Database for local language / foreign language / altname translation for geographic regions

Hey,

I have been working on this repo: abdullahdevrel/geoname_altname: Parsing and processing foreign language or alternative location names from Geonames.org. (github.com)

The repository contains a database and instructions for obtaining foreign/local translations of geographic regions in a single database. The database accepts the geoname_id from geonames.org as the key.

Why does IPinfo not provide region name translations/altnames in the IP location data?

Our IP geolocation dataset has become so granular, that there is no location dataset out there that has full translation coverage in different languages. As our foremost priority is providing accurate, predictable, and structured data, we cannot include the alternate names or language translations of geographic regions in our dataset as this will include “gaps” in the database.

If we choose a fixed number of translations to be included in our location data, we must ensure that we include those translations for all location points, no matter how sparse they may be or how many IPs are located there. This is not possible without making a significant compromise in accuracy by moving the IP located region to the nearest major geographic point.

Another issue is size. Our geolocation data is extremely granular and, consequently, quite large in size. If we include regional name translations, the size of our location database will increase substantially based on the number of translations we choose to include.

Solution for providing region name translations

We chose to provide our users with the authority and flexibility to bring their own database of translated location names that complement our location database. Geonames is a crowd-sourced dataset. It is fantastic because it is free and open-source. They have a bunch of datasets that you can experiment with.

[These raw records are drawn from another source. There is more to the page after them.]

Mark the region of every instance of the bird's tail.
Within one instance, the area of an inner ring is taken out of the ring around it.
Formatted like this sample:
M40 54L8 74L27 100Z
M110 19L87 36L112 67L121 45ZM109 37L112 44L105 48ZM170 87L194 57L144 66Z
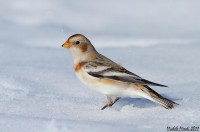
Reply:
M148 86L144 86L142 91L146 93L146 95L147 95L146 98L162 105L166 109L172 109L172 108L174 108L175 105L178 105L177 103L161 96L160 94L158 94L156 91L154 91L153 89L151 89Z

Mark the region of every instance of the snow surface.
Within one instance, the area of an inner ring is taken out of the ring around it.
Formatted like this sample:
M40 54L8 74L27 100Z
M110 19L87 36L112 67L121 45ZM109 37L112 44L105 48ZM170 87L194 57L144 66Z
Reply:
M0 0L0 132L166 131L200 125L198 0ZM74 33L179 103L104 97L81 84L62 43Z
M0 131L165 131L167 126L199 125L199 45L98 50L170 86L154 89L180 105L167 110L146 99L124 98L102 111L104 97L77 80L66 49L7 43L0 46Z

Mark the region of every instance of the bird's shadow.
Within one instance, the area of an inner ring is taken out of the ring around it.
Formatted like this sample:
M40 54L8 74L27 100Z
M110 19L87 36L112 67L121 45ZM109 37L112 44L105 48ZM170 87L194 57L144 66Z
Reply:
M175 98L170 98L167 97L165 95L162 95L163 97L166 97L174 102L177 103L178 100L182 100L182 99L175 99ZM123 106L129 106L132 105L133 107L136 108L152 108L152 107L156 107L158 106L157 103L150 101L148 99L145 98L121 98L118 102L116 102L115 107L120 107L122 108Z

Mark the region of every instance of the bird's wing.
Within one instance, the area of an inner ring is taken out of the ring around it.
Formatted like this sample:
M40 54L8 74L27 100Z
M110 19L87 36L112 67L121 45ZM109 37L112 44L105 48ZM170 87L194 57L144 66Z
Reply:
M86 63L84 70L89 75L97 78L107 78L141 85L167 87L162 84L145 80L102 55Z

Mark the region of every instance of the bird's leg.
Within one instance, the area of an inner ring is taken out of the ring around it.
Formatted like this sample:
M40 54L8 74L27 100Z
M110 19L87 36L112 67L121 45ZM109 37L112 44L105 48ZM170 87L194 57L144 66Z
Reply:
M113 99L109 96L106 96L106 105L104 107L101 108L101 110L104 110L107 107L112 107L113 104L115 104L118 100L120 99L120 97L115 98L115 100L113 101Z

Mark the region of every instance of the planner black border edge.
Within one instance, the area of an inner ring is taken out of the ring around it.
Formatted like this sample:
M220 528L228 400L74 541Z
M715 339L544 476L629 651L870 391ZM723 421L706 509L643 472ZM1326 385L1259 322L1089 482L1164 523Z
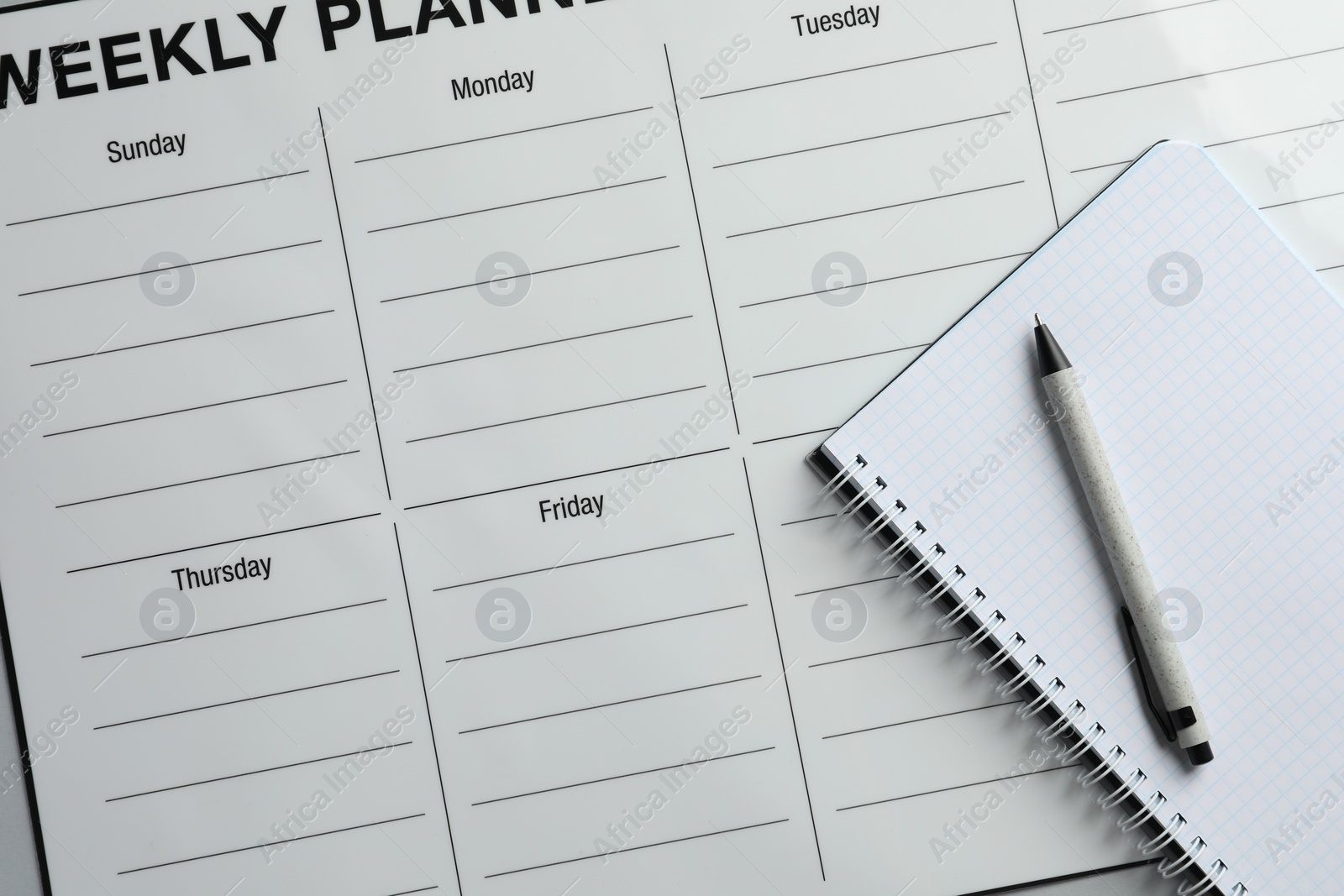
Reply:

You can also check the included Jupyter notebook and tweak the settings as you please.

Caveats

  • Currently, the geoname_altname database includes the geoname_id, which is only available in the “standard” variant of the IP geolocation database. I will look into providing universal support to all of our databases that include any form of geographic identifier.
  • I have not yet set up regular data dumps on the repository. It is not an immediate priority as the geonames database is relatively stable and does not require many updates.

Feedback Needed, please.

I would greatly appreciate some feedback on the repo, prioritizing the idea of “stability.” If you can share feedback, instructions, and suggestions about the direction of the repo and the produced database, I would be very grateful. Thank you very much.